NEW YORK — Charles J. Hynes, the former Brooklyn district attorney, has reached a settlement agreement with the city’s Conflict of Interest Board to end its inquiry into whether he improperly used his city email account during his unsuccessful 2013 re-election campaign.

Under the agreement, which was signed last week and was announced Tuesday, Hynes, 82, acknowledged that he erred in using the official account for campaign purposes and promised to pay a fine of $40,000.

“In the midst of a feverishly contested primary race, I made the mistake of using my city email for campaign-related matters,” he said in a statement issued by his lawyer, Jim Walden. “If anyone is to blame for this, it should be me and me alone.”

The deal with the board puts to rest the last of Hynes’ legal problems, which had plagued him since he retired after losing the 2013 primary race to Ken Thompson.
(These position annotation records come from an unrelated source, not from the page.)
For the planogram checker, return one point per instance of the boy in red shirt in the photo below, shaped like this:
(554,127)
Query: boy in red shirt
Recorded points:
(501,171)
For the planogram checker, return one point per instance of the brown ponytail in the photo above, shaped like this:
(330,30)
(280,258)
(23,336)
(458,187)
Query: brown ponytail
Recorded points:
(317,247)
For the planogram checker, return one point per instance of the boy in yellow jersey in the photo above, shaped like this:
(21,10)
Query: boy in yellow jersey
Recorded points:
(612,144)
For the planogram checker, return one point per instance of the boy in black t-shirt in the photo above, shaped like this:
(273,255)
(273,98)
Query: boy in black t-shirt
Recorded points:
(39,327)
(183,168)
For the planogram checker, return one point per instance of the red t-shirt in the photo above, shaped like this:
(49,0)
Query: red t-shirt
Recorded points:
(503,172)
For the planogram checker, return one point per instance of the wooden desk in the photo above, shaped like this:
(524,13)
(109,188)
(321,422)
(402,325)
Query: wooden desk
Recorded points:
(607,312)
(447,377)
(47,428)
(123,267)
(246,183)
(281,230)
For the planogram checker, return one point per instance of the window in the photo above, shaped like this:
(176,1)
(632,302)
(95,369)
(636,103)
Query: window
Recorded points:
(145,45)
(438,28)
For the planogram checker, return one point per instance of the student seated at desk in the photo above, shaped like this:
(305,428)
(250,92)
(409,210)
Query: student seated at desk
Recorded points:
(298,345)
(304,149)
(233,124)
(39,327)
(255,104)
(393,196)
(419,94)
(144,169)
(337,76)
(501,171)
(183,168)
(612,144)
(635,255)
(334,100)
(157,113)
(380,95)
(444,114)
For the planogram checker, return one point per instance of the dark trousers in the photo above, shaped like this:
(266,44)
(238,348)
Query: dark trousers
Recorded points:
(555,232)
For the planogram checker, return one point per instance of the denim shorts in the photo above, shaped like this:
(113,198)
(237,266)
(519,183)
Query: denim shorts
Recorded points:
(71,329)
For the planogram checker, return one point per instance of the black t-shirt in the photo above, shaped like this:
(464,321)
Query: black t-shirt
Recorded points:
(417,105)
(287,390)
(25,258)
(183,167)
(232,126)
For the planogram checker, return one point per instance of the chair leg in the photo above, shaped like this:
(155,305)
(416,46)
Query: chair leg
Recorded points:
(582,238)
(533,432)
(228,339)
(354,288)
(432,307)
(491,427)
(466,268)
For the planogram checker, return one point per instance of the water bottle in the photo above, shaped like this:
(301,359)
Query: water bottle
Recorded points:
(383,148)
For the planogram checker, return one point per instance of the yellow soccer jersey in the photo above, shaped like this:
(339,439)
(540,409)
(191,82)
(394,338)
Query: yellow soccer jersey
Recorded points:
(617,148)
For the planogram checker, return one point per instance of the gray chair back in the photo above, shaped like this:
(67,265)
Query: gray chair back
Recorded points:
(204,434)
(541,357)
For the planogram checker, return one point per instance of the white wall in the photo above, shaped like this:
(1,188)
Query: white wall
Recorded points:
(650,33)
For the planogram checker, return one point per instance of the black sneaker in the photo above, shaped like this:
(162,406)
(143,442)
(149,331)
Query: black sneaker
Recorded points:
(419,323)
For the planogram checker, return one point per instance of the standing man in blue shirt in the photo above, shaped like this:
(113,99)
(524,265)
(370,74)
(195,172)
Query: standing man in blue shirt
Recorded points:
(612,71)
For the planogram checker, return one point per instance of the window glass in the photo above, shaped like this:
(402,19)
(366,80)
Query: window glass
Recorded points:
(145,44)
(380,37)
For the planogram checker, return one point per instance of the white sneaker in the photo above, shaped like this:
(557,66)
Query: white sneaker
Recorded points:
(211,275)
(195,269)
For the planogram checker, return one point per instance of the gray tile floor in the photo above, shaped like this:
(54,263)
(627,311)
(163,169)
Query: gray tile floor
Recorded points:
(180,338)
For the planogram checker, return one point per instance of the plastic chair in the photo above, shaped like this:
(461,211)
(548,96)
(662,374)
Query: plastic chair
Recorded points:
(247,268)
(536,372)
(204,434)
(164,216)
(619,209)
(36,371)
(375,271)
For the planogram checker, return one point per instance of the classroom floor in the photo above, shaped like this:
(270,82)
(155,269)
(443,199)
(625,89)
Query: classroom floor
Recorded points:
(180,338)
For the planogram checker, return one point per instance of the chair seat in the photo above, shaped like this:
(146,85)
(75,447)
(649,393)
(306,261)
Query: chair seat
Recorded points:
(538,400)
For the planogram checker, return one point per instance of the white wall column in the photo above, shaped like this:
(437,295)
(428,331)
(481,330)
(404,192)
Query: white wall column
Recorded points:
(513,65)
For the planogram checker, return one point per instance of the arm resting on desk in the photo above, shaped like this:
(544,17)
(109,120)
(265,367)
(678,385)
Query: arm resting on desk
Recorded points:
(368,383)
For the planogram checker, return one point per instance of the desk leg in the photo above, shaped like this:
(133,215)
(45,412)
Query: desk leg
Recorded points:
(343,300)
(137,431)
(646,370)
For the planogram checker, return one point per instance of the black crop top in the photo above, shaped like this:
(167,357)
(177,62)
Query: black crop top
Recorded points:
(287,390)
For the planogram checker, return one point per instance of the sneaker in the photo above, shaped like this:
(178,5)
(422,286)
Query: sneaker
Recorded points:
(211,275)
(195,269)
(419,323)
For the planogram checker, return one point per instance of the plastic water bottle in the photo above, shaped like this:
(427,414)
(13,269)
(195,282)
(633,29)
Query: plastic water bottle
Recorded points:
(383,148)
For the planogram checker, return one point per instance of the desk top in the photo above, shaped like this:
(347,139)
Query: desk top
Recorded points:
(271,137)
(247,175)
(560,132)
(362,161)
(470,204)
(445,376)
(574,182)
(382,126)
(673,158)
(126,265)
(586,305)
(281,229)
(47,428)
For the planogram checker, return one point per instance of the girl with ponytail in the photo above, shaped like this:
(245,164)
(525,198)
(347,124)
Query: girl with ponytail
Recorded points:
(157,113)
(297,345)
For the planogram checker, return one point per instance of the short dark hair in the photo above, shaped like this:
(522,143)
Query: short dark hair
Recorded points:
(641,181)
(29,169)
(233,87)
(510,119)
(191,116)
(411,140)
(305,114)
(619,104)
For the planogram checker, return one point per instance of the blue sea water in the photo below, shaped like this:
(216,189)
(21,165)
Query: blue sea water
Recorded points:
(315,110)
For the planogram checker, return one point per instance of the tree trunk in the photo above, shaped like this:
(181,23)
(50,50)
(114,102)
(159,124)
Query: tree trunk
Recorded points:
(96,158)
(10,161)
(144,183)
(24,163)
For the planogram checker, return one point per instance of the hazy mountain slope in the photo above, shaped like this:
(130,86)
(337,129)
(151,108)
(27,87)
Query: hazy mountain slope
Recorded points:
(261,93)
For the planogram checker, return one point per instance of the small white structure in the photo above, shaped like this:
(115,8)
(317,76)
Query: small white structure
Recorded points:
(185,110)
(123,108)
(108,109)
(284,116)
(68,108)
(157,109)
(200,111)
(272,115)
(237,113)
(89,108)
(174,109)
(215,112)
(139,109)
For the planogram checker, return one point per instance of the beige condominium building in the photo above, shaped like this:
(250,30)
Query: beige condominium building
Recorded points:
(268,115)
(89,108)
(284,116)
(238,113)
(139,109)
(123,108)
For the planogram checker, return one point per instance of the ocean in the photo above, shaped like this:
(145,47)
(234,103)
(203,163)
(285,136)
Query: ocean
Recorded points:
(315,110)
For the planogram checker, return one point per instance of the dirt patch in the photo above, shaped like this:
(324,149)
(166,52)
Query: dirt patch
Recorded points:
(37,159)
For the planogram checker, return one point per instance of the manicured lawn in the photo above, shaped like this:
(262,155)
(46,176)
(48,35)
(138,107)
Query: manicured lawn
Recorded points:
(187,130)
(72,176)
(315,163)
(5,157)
Thompson went on to win the general election, becoming Brooklyn’s first black district attorney; Thompson died in 2016.

Later that year, federal prosecutors in Brooklyn dropped a separate and long-running criminal investigation into whether Hynes, who entered office in 1990, had illegally spent $219,000 seized from drug dealers and other defendants on a political consultant in his hard-fought campaign against Thompson.

In his agreement with the board, which was signed by its chairman, Richard Briffault, Hynes admitted that he had violated the city charter by using his official email to ask for endorsements, send campaign documents, prepare for candidate debates and communicate about fundraising matters.

In a statement, Walden called the settlement “a foot fault in the epic match” that Hynes had “played over 40 years of distinguished service to the public.”